15-year-old Greta Thunberg, a Swedish student, grabbed headlines this past week with her tough message for climate change negotiators at a United Nations climate summit in Poland.
"You are not mature enough to tell it like is," she said at a climate summit that ended on Sunday. "Even that burden you leave to us children."
Her remarks quickly gained attention on social media, and video of her speech was shared by leading climate scientists and officials. Vermont Sen. Bernie Sanders tweeted footage of her speech, saying she "called out world leaders for their global inaction on climate change."
The teenager spoke on behalf of Climate Justice Now, a global network of climate advocacy groups. Officials from nearly 200 countries gathered in Poland to set rules that will govern the Paris Agreement on climate change, which aims to limit global warming.

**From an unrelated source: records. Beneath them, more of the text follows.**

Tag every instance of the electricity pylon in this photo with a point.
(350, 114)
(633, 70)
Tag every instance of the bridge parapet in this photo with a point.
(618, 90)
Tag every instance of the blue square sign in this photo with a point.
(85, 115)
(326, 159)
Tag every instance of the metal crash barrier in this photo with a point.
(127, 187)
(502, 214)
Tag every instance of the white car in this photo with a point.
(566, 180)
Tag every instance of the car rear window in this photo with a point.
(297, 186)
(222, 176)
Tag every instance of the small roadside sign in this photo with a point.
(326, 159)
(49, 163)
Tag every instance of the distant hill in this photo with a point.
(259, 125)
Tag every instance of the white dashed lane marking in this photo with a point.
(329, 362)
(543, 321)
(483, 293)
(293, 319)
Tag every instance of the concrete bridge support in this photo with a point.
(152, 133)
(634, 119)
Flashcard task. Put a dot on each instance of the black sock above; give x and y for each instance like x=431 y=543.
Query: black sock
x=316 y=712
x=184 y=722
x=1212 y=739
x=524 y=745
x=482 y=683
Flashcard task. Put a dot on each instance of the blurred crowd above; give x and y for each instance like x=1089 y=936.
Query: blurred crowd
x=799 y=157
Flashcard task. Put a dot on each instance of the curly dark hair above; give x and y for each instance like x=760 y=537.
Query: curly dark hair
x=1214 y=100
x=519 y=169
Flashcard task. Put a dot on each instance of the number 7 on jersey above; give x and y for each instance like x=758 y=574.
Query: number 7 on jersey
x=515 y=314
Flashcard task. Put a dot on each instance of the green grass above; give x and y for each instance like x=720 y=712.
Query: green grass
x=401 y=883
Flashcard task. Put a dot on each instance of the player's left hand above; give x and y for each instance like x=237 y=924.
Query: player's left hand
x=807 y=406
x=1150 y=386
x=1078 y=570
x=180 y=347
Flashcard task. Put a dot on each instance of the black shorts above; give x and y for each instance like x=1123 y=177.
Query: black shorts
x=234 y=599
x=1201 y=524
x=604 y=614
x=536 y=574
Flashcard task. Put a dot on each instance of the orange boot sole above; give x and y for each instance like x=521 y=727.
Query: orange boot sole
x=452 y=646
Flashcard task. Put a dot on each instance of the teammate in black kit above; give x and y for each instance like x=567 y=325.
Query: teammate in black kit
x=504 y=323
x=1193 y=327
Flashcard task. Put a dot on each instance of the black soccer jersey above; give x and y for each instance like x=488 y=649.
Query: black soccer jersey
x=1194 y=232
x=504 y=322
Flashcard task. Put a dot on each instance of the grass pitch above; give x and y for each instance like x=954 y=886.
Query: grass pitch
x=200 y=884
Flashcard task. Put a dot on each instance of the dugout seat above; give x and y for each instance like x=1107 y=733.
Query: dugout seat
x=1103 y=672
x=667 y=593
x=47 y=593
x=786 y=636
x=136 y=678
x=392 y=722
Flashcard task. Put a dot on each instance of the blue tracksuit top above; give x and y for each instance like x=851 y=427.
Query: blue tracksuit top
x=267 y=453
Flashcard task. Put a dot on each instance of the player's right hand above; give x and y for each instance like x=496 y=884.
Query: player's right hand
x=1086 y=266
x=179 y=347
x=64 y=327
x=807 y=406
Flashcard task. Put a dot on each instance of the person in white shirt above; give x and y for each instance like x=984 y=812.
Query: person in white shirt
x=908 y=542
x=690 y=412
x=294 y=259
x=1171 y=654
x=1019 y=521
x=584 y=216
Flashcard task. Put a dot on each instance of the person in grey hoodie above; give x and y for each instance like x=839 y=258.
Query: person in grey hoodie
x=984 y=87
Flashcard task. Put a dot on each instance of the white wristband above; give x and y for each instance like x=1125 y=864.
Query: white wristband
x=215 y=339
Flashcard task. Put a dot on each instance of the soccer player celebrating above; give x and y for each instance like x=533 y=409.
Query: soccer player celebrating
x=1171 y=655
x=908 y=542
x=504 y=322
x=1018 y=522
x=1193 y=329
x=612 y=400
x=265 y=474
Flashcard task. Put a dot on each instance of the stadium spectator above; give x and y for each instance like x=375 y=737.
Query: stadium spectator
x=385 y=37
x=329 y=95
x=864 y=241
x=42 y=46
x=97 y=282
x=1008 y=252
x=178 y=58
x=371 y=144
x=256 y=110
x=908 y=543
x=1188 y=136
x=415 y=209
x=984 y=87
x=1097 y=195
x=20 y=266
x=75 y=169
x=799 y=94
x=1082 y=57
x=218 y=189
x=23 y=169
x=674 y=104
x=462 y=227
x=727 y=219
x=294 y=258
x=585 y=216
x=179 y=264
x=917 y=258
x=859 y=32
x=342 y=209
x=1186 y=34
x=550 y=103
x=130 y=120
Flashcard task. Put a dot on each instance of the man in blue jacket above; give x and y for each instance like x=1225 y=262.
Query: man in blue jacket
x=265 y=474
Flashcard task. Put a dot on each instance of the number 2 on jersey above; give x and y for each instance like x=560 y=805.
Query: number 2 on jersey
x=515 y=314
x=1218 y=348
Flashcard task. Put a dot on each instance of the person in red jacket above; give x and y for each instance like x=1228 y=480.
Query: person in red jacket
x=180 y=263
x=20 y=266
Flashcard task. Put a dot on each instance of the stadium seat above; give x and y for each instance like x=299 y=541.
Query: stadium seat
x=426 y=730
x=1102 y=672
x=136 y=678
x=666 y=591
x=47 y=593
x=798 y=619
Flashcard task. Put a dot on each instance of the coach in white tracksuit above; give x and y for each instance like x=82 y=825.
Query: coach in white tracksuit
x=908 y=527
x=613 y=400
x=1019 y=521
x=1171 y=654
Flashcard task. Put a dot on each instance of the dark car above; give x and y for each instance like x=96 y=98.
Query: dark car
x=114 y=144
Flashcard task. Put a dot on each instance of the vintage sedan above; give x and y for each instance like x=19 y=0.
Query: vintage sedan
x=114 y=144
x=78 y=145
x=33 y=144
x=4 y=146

"You have ignored us in the past, and you will ignore us again," she told leaders. "You say you love your children above all else, and yet you are stealing their future in front of their very eyes."
While Thunberg is young, she's spent years working as a climate activist.
Earlier this year she went on strike from school, holding a sign outside the Swedish parliament building in Stockholm that read, "school strike for climate." Thunberg, who describes herself on Twitter as a 15-year-old climate activist with Asperger's, said she was inspired by the school walkouts in the United States that followed the Parkland school shooting.
"We have done this many times before and with so little results," she told CNN. "Something big needs to happen. People need to realize our political leaders have failed us. And we need to take action into our own hands."